For Anna Dybro, the decision about where to go to college is very calculated — and, really, pretty straight forward.

“I always wanted to make a value purchase,” the 22-year-old says.

For a long time, as she was growing up in a small Illinois town outside of the Quad Cities, Anna thought she would go to the University of Iowa. But when she started looking more closely at the cost, that didn’t seem rational.

She looked at some in-state options. She toured Urbana-Champaign. Too dirty. She checked out Northern Illinois, but was turned off by their lack of transparency about a campus shooting years ago. Closer to home there are private colleges like Augustana. But why would you pay $40,000 to go there? she asks. 

“I’m not a person who’s going to go into debt, I’ll tell you that,” she says.

“I’m not a person who’s going to go into debt, I’ll tell you that.”

Her dad has worked for decades as a staff engineer at John Deere. Her parents socked money away for their kids’ college educations. Anna’s not going to waste it.

So she has ended up here, at the Quad Cities campus of Western Illinois University, where tuition is just $9,000. First, she went to Blawk Hawk College, a community college nearby. 

Staying in the area has a number of practical benefits.

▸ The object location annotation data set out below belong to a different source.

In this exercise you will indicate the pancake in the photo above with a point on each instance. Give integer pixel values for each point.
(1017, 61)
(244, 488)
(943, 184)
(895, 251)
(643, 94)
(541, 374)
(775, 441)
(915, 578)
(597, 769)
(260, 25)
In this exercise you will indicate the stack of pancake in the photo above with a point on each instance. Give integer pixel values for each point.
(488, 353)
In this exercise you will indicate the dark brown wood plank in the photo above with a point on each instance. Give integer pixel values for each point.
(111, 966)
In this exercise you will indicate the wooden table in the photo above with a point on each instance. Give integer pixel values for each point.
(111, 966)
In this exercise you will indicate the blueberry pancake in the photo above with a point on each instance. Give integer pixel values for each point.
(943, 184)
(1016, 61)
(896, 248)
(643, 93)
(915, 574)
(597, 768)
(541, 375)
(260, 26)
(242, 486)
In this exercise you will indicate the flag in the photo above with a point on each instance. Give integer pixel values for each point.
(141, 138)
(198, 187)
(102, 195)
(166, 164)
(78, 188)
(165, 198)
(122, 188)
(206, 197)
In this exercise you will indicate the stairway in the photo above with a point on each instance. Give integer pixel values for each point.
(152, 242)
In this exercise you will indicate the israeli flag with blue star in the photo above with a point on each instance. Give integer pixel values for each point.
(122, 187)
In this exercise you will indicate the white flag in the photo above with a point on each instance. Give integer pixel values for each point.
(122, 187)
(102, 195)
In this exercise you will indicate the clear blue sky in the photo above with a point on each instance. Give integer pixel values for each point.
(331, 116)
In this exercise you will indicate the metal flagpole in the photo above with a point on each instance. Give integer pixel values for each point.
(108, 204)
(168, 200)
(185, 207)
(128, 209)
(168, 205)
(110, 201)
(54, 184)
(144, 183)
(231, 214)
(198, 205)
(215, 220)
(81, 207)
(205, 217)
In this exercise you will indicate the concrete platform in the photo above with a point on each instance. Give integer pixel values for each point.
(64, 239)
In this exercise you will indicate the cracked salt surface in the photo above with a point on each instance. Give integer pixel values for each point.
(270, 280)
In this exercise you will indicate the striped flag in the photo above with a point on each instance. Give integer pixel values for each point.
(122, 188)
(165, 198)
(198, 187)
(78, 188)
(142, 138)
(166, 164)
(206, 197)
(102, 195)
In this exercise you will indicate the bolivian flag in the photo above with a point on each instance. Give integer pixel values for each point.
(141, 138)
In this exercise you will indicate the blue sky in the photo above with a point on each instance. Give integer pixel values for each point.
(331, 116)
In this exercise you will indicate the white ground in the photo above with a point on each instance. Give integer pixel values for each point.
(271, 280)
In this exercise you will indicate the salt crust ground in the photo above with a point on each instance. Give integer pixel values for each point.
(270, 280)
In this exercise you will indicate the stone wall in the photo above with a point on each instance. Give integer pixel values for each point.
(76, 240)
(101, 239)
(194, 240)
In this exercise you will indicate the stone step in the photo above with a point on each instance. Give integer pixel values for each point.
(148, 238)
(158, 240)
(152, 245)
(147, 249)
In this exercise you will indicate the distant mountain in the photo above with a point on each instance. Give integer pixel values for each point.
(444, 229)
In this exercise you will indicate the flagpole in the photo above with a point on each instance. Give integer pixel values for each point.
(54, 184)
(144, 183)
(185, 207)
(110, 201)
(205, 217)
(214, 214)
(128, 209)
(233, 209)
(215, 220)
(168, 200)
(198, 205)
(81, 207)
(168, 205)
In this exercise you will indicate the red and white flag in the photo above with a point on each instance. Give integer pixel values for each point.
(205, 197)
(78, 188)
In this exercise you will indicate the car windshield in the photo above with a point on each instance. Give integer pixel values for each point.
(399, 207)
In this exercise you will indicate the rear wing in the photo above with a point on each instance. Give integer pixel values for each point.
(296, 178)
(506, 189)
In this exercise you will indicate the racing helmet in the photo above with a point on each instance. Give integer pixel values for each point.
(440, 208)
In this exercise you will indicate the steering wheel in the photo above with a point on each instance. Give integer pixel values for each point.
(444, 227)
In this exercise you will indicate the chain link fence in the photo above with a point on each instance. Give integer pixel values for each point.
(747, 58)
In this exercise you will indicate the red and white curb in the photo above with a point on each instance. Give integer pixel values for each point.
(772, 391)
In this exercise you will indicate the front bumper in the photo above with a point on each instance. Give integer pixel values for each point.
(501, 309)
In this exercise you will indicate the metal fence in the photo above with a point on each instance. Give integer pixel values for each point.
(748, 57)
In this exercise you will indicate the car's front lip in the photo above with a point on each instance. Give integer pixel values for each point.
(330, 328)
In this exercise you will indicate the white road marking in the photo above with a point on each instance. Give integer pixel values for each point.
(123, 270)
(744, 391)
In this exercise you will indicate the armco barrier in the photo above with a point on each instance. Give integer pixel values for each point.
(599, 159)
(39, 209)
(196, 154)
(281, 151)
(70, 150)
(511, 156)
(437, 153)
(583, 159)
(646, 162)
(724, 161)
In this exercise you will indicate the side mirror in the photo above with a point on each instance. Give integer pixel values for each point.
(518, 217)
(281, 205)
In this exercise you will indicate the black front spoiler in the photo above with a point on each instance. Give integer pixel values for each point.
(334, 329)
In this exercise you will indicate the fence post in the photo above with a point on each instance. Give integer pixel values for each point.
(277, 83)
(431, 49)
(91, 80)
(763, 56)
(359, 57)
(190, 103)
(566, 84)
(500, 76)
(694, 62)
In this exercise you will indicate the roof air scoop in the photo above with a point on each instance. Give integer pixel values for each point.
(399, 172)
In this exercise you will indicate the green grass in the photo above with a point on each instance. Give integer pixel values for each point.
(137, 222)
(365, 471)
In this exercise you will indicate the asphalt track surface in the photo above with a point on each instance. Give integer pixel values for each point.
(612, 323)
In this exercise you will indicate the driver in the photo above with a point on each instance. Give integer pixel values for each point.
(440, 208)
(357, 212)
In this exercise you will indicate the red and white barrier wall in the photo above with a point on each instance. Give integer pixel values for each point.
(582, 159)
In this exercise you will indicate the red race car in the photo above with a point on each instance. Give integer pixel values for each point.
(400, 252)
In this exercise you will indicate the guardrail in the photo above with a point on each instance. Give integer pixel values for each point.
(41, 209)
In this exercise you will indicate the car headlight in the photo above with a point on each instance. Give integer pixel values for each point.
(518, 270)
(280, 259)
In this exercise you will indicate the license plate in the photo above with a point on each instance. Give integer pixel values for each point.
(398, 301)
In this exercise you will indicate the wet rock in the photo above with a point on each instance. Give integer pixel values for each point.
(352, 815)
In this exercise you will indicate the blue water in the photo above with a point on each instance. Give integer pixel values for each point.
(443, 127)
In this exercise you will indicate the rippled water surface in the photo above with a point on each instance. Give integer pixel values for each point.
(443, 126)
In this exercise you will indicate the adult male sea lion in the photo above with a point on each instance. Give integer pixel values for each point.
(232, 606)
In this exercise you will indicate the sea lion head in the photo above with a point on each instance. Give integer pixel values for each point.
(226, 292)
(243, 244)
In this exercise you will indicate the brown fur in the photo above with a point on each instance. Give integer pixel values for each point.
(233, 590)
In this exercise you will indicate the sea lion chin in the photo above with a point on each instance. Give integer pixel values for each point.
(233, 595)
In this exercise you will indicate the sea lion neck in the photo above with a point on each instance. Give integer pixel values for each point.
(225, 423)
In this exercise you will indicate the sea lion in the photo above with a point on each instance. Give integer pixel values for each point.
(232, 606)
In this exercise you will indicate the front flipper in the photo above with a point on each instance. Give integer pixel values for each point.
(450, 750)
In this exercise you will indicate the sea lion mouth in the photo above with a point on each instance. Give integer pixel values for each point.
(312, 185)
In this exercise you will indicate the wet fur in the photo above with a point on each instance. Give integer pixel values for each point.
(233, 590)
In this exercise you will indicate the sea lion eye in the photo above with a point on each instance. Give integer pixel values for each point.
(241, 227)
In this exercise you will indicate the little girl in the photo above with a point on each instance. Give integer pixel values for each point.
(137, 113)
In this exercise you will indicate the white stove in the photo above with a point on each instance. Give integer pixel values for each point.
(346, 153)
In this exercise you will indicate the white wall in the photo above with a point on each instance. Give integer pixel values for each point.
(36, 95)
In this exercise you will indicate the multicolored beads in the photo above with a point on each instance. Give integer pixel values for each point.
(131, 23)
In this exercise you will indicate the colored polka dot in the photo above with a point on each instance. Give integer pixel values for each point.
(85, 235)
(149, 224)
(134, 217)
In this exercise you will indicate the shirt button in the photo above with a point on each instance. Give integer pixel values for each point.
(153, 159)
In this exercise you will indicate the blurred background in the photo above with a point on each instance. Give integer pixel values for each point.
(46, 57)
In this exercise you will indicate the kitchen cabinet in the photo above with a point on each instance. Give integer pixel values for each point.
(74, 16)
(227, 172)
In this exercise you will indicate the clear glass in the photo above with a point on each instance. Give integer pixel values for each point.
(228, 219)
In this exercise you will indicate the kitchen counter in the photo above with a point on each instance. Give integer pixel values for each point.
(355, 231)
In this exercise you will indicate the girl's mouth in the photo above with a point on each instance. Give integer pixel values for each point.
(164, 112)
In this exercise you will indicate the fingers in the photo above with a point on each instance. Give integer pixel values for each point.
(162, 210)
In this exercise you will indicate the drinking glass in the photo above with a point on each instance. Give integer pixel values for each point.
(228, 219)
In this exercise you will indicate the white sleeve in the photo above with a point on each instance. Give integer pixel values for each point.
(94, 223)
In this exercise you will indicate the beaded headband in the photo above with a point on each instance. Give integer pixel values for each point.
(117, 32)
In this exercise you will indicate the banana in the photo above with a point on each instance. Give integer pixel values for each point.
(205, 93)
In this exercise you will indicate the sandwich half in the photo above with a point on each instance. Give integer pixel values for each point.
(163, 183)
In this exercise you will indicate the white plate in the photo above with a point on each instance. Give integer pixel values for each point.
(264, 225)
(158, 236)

She earns money working across the river, in Davenport, as a server at Granite City Food & Brewery. She saves money by living at home, in Sherrard, Ill. 

How long does that make her commute to class? “With or without the train?” she asks. Having to wait for the train can add as much as 30 minutes to a 20-minute drive — especially, she adds with a sigh, if it stops on the tracks and sits there for a bit. Still, living 16 miles away is plenty convenient.

Anna says she’s a good student, was in the top 10 of her high-school class. She could have chosen another path, but she doesn’t have second thoughts about not going to Iowa or another university with more of a residential college atmosphere. She’s not into the party scene anyway.

About 700 students take classes at the Quad Cities campus of Western Illinois. They’d all fit into just one of the large auditoriums at the University of Iowa. But Anna is happy with the quality of her classes. One of her professors, she says, is probably the smartest person you’ll ever meet. She’s majoring in management, minoring in marketing. She’s confident she’s not going to have to worry about getting a job in the future.

“I’m getting a great value here,” she says, “so it doesn’t feel like much of a sacrifice.”